Steinberg stared at the empty monitor, now completely engulfed in steam. "It all sounds so routine, Mike. Loss of coolant accident. L.o.c.a., my ass. What the hell are we doing here?"

* * *

The huge flatbed trailer rumbled up Third Avenue, bouncing over every pothole. The deadweight strapped to its middle rocked precariously. Every bounce threatened to sever the heavy steel bands that clamped the load in place. There was little traffic, other than the trailer and its two escort vehicles. A police cruiser was in the lead and another followed the truck at a respectable distance.
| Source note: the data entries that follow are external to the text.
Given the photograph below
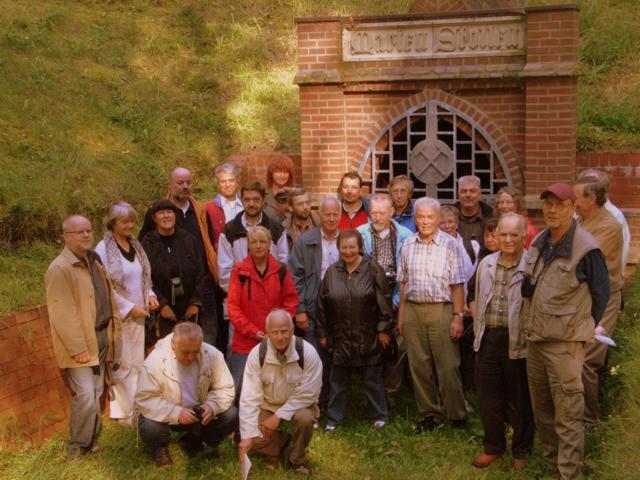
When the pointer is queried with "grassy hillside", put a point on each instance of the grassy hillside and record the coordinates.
(99, 99)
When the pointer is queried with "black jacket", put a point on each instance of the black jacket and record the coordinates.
(352, 309)
(171, 257)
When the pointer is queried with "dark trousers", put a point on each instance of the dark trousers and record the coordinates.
(340, 381)
(503, 395)
(156, 435)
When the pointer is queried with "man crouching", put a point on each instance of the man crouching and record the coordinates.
(281, 381)
(184, 386)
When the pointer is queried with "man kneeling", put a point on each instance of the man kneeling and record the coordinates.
(281, 381)
(184, 386)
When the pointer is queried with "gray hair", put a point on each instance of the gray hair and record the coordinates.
(275, 313)
(522, 222)
(469, 178)
(327, 200)
(426, 202)
(187, 330)
(117, 210)
(227, 167)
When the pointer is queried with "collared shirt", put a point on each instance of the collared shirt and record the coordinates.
(428, 269)
(231, 208)
(330, 254)
(497, 312)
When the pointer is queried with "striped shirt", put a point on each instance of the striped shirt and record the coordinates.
(428, 269)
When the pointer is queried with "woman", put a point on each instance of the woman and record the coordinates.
(258, 284)
(354, 318)
(510, 199)
(279, 177)
(176, 268)
(126, 263)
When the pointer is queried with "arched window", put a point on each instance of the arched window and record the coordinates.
(435, 144)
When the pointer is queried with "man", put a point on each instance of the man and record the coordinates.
(354, 208)
(226, 204)
(401, 191)
(383, 239)
(501, 350)
(301, 218)
(605, 180)
(85, 330)
(566, 289)
(598, 221)
(184, 386)
(473, 211)
(232, 246)
(313, 253)
(431, 277)
(290, 394)
(192, 217)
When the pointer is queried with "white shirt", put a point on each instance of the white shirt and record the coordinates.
(231, 208)
(626, 233)
(330, 254)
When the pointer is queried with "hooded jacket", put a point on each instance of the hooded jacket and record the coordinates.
(251, 298)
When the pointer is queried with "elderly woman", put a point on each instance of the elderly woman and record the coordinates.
(126, 264)
(176, 268)
(258, 284)
(354, 319)
(509, 199)
(279, 177)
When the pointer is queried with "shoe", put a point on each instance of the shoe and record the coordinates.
(162, 457)
(460, 424)
(427, 424)
(483, 460)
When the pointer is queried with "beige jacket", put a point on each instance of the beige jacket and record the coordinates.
(158, 396)
(72, 312)
(280, 388)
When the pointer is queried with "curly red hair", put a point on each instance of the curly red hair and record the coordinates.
(283, 163)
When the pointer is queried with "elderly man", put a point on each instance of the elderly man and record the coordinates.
(605, 180)
(301, 218)
(192, 217)
(383, 239)
(355, 209)
(565, 292)
(401, 191)
(85, 329)
(501, 350)
(281, 382)
(598, 221)
(431, 277)
(232, 246)
(185, 386)
(473, 211)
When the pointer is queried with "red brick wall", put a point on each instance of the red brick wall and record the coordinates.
(34, 402)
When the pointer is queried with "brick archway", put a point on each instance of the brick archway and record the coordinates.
(500, 144)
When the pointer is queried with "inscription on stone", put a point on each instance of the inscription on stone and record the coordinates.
(464, 37)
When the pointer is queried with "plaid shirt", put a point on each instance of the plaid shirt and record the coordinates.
(497, 312)
(429, 268)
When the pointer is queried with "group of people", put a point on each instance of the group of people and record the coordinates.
(255, 310)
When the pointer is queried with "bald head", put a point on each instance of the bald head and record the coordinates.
(180, 186)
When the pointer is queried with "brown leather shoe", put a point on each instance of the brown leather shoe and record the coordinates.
(483, 460)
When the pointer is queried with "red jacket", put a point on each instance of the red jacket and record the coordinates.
(251, 298)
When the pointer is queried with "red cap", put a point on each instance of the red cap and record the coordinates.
(562, 190)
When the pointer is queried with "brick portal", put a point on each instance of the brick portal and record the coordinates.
(510, 72)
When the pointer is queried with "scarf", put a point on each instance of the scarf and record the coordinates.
(113, 264)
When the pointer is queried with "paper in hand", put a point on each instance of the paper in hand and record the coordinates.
(246, 466)
(606, 340)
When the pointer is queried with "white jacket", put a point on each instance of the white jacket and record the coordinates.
(282, 389)
(158, 396)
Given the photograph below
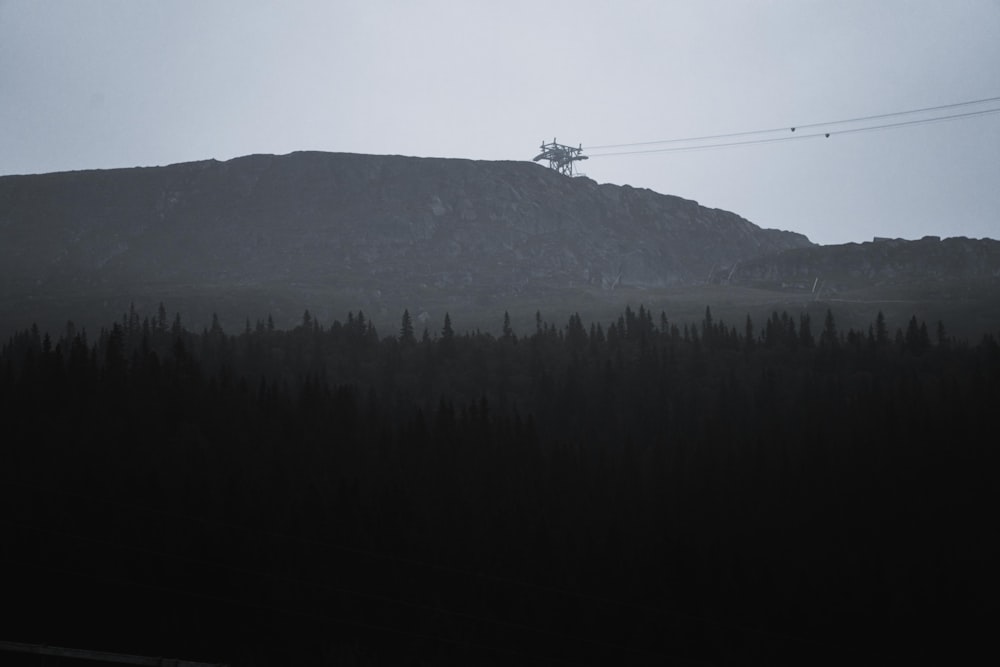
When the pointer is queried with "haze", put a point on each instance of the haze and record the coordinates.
(125, 83)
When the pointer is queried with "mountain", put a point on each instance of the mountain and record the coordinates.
(334, 232)
(949, 266)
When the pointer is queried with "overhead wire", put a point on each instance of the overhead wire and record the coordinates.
(830, 124)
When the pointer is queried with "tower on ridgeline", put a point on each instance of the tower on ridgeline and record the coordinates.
(561, 158)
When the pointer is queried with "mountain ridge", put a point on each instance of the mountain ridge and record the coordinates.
(383, 228)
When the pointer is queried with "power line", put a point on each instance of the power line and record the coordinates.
(731, 135)
(796, 137)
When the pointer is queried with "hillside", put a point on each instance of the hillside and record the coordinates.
(334, 232)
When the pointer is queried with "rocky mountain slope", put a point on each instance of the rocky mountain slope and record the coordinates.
(387, 232)
(929, 264)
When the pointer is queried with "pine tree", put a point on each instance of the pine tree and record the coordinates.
(406, 336)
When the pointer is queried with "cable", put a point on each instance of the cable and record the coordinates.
(787, 127)
(800, 137)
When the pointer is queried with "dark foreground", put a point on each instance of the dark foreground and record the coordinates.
(645, 493)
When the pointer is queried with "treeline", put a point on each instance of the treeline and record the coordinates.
(633, 493)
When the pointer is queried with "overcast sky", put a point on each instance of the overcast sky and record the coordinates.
(102, 83)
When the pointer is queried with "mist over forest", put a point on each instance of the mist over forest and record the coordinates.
(784, 490)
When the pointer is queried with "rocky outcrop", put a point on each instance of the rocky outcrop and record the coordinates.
(881, 263)
(386, 222)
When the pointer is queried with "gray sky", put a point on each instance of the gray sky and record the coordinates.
(103, 83)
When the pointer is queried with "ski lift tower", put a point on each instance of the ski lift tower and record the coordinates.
(560, 157)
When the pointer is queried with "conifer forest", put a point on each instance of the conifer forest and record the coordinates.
(635, 492)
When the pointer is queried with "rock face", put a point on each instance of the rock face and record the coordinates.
(927, 262)
(387, 225)
(318, 217)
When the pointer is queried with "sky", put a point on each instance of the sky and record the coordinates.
(88, 84)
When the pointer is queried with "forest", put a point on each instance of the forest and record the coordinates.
(634, 492)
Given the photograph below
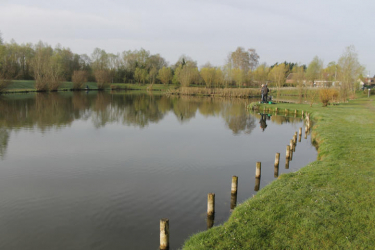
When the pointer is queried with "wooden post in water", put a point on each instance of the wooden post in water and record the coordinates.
(164, 234)
(291, 149)
(210, 221)
(233, 201)
(257, 184)
(234, 184)
(258, 170)
(287, 163)
(276, 169)
(211, 204)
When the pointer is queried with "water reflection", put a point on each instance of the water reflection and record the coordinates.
(55, 110)
(63, 166)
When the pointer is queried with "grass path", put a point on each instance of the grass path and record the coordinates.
(329, 204)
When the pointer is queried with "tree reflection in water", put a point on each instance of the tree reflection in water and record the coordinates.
(46, 111)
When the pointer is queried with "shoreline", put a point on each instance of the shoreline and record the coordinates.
(323, 205)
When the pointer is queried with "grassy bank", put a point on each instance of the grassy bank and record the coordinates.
(328, 204)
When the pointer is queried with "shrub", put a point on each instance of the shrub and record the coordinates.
(328, 95)
(103, 78)
(79, 78)
(3, 84)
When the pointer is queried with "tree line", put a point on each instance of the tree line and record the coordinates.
(50, 66)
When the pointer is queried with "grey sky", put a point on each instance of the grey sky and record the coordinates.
(205, 30)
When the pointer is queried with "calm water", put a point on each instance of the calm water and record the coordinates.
(99, 170)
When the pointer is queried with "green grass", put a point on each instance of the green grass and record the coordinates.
(328, 204)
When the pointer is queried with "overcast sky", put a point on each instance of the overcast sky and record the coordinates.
(205, 30)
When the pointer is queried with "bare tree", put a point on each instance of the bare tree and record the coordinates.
(349, 70)
(79, 78)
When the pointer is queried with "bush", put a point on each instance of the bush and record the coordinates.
(4, 84)
(103, 78)
(79, 78)
(328, 95)
(253, 106)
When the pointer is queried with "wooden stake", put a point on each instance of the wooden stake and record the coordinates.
(258, 170)
(211, 204)
(234, 184)
(287, 151)
(257, 184)
(210, 221)
(276, 169)
(164, 234)
(291, 149)
(233, 201)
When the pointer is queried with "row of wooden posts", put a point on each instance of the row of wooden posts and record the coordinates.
(164, 223)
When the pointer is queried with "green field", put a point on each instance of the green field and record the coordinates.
(328, 204)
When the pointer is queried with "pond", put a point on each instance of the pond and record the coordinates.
(99, 170)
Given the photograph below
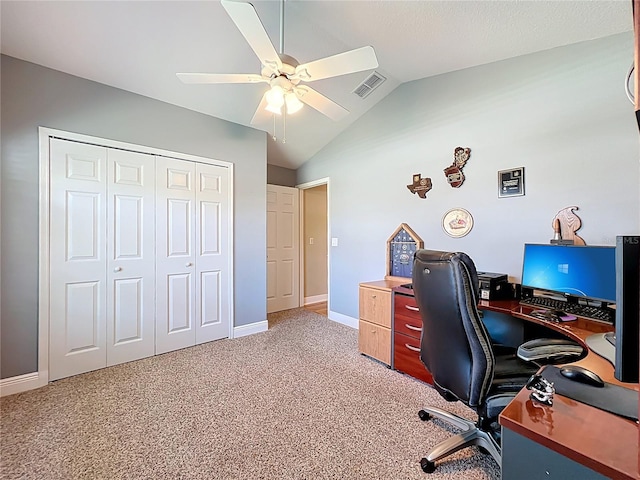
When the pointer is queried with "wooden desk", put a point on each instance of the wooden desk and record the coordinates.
(602, 442)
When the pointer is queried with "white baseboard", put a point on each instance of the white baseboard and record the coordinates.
(315, 299)
(21, 383)
(250, 329)
(344, 319)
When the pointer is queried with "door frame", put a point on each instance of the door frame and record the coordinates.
(44, 275)
(302, 187)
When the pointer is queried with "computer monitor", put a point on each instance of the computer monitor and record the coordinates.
(572, 271)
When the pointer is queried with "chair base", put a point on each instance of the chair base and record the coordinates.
(470, 435)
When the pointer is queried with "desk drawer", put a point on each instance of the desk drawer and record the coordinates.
(407, 319)
(406, 357)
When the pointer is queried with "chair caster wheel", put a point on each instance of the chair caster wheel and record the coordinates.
(424, 416)
(427, 466)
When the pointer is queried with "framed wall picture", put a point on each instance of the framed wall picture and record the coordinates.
(511, 182)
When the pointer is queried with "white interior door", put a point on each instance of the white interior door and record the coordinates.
(131, 256)
(175, 254)
(77, 333)
(213, 256)
(283, 248)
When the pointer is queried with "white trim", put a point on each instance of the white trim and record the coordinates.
(344, 319)
(44, 134)
(315, 299)
(250, 329)
(21, 383)
(301, 187)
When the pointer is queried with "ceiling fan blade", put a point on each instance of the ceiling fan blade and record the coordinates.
(341, 64)
(261, 115)
(249, 24)
(221, 78)
(321, 103)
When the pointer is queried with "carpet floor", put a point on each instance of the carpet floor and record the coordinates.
(295, 402)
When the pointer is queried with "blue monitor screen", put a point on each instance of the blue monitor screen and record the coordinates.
(581, 271)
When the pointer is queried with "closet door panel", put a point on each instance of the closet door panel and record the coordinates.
(175, 254)
(77, 307)
(131, 261)
(213, 255)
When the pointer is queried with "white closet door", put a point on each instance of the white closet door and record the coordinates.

The patrolmen in the rear had been given the standard briefing. They knew the lead-lined steel canister was supposed to be tightly sealed and accident proof. They didn't believe it, but not because they were in the habit of mistrusting their superiors.

They didn't believe it for a far simpler reason: if the official version was incorrect, they were dead men. The canister contained plutonium so radioactive that a single speck lodged in a lung would mean certain death.

Among them the four patrolmen had thirty-seven years of experience on the streets of New York.

They had seen death in all of its urban forms.

Blood was just a color to them now. Brighter than some perhaps, but not unusual. But this time they were scared stiff. The transport of this cargo had been on again, off again for years. Enough people had had enough reasons to delay the passage of radioactive material through inhabited areas so that the case had been tied up in the courts for years. It had finally been approved, but the losers died hard. Each of the cops knew there were dozens of groups who had their own reasons for wanting an accident in the city.